I think what Martin is trying to say, in his oh so eloquent way, is that
the difference between 'non-exclusive' cpusets and, say, CKRM
taskclasses isn't very clear.  It seems to me that non-exclusive cpusets
are little more than a convenient way to group tasks.  Now, I'm not
saying that I don't think that is a useful functionality, but I am
saying that cpusets seem like the wrong way to go about it.


> I can envision dividing a machine into a few large, quite separate,
> 'soft' partitions, where each such partition is represented by a subtree
> of the cpuset hierarchy, and where there is no overlap of CPUs, Memory
> Nodes or tasks between the 'soft' partitions, even though there is a
> possibly richly nested cpuset (cpu and memory affinity) structure within
> any given 'soft' partition.
> 
> Nothing would cross 'soft' partition boundaries.  So far as CPUs, Memory
> Nodes, Tasks and their Affinity, the 'soft' partitions would be
> separate, isolated, and non-overlapping.
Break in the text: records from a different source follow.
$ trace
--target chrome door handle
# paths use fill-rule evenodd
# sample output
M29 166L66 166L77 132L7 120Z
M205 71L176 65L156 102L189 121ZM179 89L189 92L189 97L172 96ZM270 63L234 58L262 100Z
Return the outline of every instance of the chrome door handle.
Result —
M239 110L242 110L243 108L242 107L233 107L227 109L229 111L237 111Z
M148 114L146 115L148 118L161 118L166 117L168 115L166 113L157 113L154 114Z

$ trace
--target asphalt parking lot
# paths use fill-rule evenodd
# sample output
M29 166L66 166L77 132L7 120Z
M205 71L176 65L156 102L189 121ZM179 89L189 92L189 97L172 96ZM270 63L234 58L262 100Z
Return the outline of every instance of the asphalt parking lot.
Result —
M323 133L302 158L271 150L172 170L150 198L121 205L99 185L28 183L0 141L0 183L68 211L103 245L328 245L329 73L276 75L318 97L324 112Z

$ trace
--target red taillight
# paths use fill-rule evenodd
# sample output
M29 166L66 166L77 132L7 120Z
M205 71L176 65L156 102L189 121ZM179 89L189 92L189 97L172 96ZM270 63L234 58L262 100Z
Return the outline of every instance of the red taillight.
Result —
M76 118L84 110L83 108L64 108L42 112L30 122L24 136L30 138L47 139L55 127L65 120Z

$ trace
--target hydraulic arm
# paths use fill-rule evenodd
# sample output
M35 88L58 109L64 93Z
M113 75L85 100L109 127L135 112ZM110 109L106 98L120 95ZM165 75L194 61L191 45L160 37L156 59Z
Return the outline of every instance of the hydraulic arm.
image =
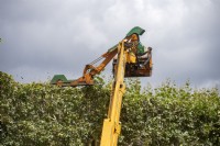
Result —
M114 81L112 83L108 117L103 120L101 146L117 146L118 144L118 137L121 133L122 97L125 92L124 78L150 77L152 75L152 48L148 47L147 50L144 50L145 47L139 41L139 35L144 32L139 26L133 27L118 45L114 45L99 58L86 65L82 77L76 80L67 80L64 75L55 75L51 81L52 85L61 87L92 86L95 83L94 77L101 72L113 59ZM96 66L95 64L97 63L100 64Z

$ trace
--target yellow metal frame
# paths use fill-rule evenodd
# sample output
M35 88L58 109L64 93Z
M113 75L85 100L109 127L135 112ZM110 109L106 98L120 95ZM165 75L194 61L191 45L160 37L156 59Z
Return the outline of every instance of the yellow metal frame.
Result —
M125 92L124 70L127 64L127 50L124 50L124 41L118 46L118 65L114 82L112 83L112 93L110 97L108 117L103 121L101 146L117 146L118 137L121 133L120 113L122 97Z

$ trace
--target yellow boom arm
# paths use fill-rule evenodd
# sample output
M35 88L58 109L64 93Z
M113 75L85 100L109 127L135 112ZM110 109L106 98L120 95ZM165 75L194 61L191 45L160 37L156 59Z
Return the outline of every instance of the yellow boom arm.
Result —
M118 144L118 137L121 132L120 113L122 96L125 92L125 85L123 82L125 63L127 52L124 50L124 41L122 41L118 46L117 71L112 85L108 117L103 121L101 146L117 146Z

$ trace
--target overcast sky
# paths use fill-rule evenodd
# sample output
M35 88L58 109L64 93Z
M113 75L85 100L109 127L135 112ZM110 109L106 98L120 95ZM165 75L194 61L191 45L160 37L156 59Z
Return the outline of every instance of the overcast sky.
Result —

Ok.  These imaginary 'soft' partitions sound much like what I expected
'exclusive' cpusets to be based on the terminology.  They also sound
exactly like what I am trying to implement through my sched_domains
work.


> Each such 'soft' partition could host a separate instance (domain) of
> the scheduler, allocator, and resource manager.  Any such domain would
> know what set of CPUs, Memory Nodes and Tasks it was managing, and would
> have complete and sole control of the scheduling, allocation or resource
> sharing of those entities.

I don't know that these partitions would necessarily need their own
scheduler, allocator and resource manager, or if we would just make the
current scheduler, allocator and resource manager aware of these
boundaries.  In either case, that is an implementation detail not to be
agonized over now.


> But also within a 'soft' partition, there would be finer grain placement,
> finer grain CPU and Memory affinity, whether by the current tasks
> cpus_allowed and mems_allowed, or by some improved mechanism that the
> schedulers, allocators and resource managers could better deal with.
> 
> There _has_ to be.  Even if cpusets, sched_setaffinity, mbind, and
> set_mempolicy all disappeared tomorrow, you still have the per-cpu
> kernel threads that have to be placed to a tighter specification than
> the whole of such a 'soft' partition.

Agreed.  I'm not proposing that we rip out sched_set/getaffinity, mbind,
etc.  What I'm saying is that tasks should not *default* to using these
mechanisms because, at least in their current incarnations, our
scheduler and allocator are written in such a way that these mechanisms
are secondary.  The assumption is that the scheduler/allocator can
schedule/allocate wherever they choose.  The scheduler does look at
these bindings and if they contradict the decision made we deal with
that after the fact.  The allocator has longer code paths and more logic
to deal with if there are bindings in place.  So our options are to
either:
1) find a way to not have to rely on these mechanisms for most/all tasks
in the system, or 
2) rewrite the scheduler/allocator to deal with these bindings up front,
and take them into consideration early in the scheduling/allocating
process.


> Could you or some appropriate CKRM guru please try to tell me what
> isolation you actually need for CKRM.  Matthew or Peter please do the
> same for the schedulers.
> 
> In particular, do you need to prohibit any finer grained placement
> within a particular domain, or not.  I believe not.  Is it not the case
> that what you really need is that the cpusets that correspond to one of
> your domains (my 'soft' partitions, above) be isolated from any other
> such 'soft' partition?  Is it not the case that further, finer grained
> placement within such an isolated 'soft' partition is acceptable?  Sure
> better be.  Indeed, that's pretty much what we have now, with what
> amounts to a single domain covering the entire system.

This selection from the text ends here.